Un ratito de sauna

Un ratito de sauna

Con solo escuchar la palabra sauna muchos de nosotros nos evadiremos y pensaremos en un momento de relajación para disfrutar de nosotros mismos, otros empezarán a agobiarse pensando en el calor y otros muchos recordarán imágenes de algún finlandés corriendo hacia el agua helada tras pasar un rato en una cabaña de madera bien calentita.

La sauna más conocida viene de Finlandia y es un  baño tradicional de vapor a alta temperatura. Dependiendo de la temperatura y de la humedad relativa, se puede clasificar en húmeda, conocido como baños turcos, o seca, la que es tradicionalmente finesa.

La sauna es una tradición muy arraigada en Finlandia, se calcula que existe una por cada tres habitantes.
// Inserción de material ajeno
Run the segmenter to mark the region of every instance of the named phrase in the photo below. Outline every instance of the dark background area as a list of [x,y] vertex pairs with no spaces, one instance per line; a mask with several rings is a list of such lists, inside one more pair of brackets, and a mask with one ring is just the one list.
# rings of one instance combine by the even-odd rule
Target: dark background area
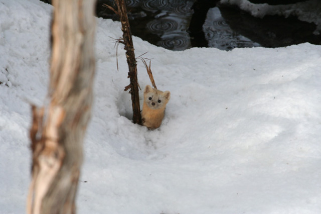
[[[49,4],[51,2],[41,1]],[[249,1],[271,5],[304,1]],[[321,44],[321,37],[313,34],[316,26],[313,23],[300,21],[294,17],[255,18],[236,7],[220,5],[219,0],[125,2],[132,35],[170,50],[210,47],[230,50],[237,47],[275,48],[305,42]],[[98,0],[97,16],[118,20],[112,11],[103,7],[104,4],[115,8],[112,0]]]

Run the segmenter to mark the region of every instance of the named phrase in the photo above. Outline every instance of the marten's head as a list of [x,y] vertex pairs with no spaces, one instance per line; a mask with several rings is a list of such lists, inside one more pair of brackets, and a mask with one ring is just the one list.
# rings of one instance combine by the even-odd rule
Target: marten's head
[[144,102],[152,109],[165,109],[171,98],[168,90],[163,92],[147,85],[144,89]]

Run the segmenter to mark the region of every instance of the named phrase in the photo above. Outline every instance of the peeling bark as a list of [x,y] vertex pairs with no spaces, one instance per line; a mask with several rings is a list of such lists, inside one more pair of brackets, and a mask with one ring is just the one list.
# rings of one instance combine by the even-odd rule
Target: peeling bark
[[138,94],[138,84],[137,78],[137,62],[135,57],[134,45],[132,42],[129,22],[127,16],[127,9],[124,0],[116,0],[118,8],[117,14],[119,16],[121,23],[121,30],[123,32],[122,39],[125,44],[127,63],[129,72],[128,77],[130,83],[125,88],[125,90],[130,89],[132,105],[132,120],[134,123],[141,125],[141,116],[139,106],[139,95]]
[[33,106],[29,214],[75,213],[92,103],[94,0],[54,0],[48,106]]

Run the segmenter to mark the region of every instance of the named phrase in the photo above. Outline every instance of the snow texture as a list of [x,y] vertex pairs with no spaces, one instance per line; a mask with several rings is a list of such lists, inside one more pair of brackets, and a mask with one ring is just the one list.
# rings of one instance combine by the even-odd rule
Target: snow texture
[[[30,104],[48,101],[52,11],[0,0],[1,213],[26,212]],[[157,88],[171,92],[149,131],[130,120],[125,53],[119,46],[117,71],[111,39],[120,27],[97,19],[78,213],[321,213],[321,46],[173,52],[134,37],[136,55],[153,58]],[[143,88],[141,62],[138,71]]]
A pesar de que este invento sea tan característico de este país y se haya mantenido su origen a través de los años, hay muchas otras culturas que también lo utilizan, desde los antiguos romanos, los turcos o incluso los rusos o mexicanos. La palabra finesa que describe el vapor que sale al derramar agua sobre piedras calientes es “löyly” y lleva formando parte del vocabulario de este idioma desde hace más de 7.000 años y se cree que el uso de una sauna primitiva data de hace 6.000 años, durante la edad de piedra.

A lo largo de la historia se ha utilizado este tipo de baño de vapor de forma periódica, en Finlandia es común que se llevase a cabo una vez a la semana, desnudos y separando a los mujeres de los hombres, era incluso, común utilizarla como un lugar para que las mujeres diesen a luz, eso sí, solo hasta el siglo XX.

El interior de las cabinas está totalmente cubierto de madera y la temperatura que se alcanza oscila entre los 70º y los 100º C. Antiguamente se calentaba gracias a la leña, actualmente, aunque sigue existiendo esta modalidad, es muy común encontrarlas eléctricas.